No cóż, każda moda przychodzi i odchodzi. Podobnie było i jest z tak zwanym nu rave’em czy nu electro, które swego czasu zdominowało klubowy świat. Oczywiście wciąż odbywają się imprezy z taką muzą, również w Polsce, za arystów z tego nurtu wciąż trzeba dużo płacić, fanów jednak jakby coraz mniej. Przerzucili się na coś innego czy spokojnie czekali na wielkie powroty swoich ulubieńców?
Najnowsza okładka i główny tekst w Mixmagu to zapowiedź comebacku hałaśliwego electro spod znaku wytwórni należącej do Busy P, byłego menedżera Daft Punk, któremu z Justice udało się prawie równie mocno. Muzyczne magazyny lubią być krok przed słuchaczami, ale przez to, że ryzykują, często się również mylą. Czy możliwy jest wielki powrót nu electro, skoro głównymi flagowymi okrętami mają ich zdaniem być Justice i SebastiAn?
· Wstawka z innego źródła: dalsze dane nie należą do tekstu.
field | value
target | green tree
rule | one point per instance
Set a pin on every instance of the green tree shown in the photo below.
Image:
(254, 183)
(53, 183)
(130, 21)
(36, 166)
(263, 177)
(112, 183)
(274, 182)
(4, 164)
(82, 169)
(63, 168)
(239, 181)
Ten drugi wydał album, któremu, owszem, nie można wiele zarzucić, ale do przełomowego czy powalającego na kolana dużo mu brakuje.
A ci pierwsi? Zapowiedź ich albumu „Civilazation”, jak również ich własne wypowiedzi na temat krążka sugerują raczej, że (niejako zgodnie ze swoim wyglądem) zapragnęli zawojować świat muzyki rockowej i chętniej pojechaliby w trasę z MGMT niż z kolegami z wytwórni Ed Banger. Okładkę Mixmaga więc póki co traktujemy z przymrużeniem oka, być może to po prostu ich „pobożne nadzieje”, w końcu sami byli odpowiedzialni za odpalenie nu rave’owej rakiety kilka lat temu. A swoją drogą trochę szkoda, że następców Justice czy SebastiAna jest tylu, ile kot napłakał. Czyżby ten nurt tak szybko się wyczerpał, już wszystko w tym temacie zostało powiedziane?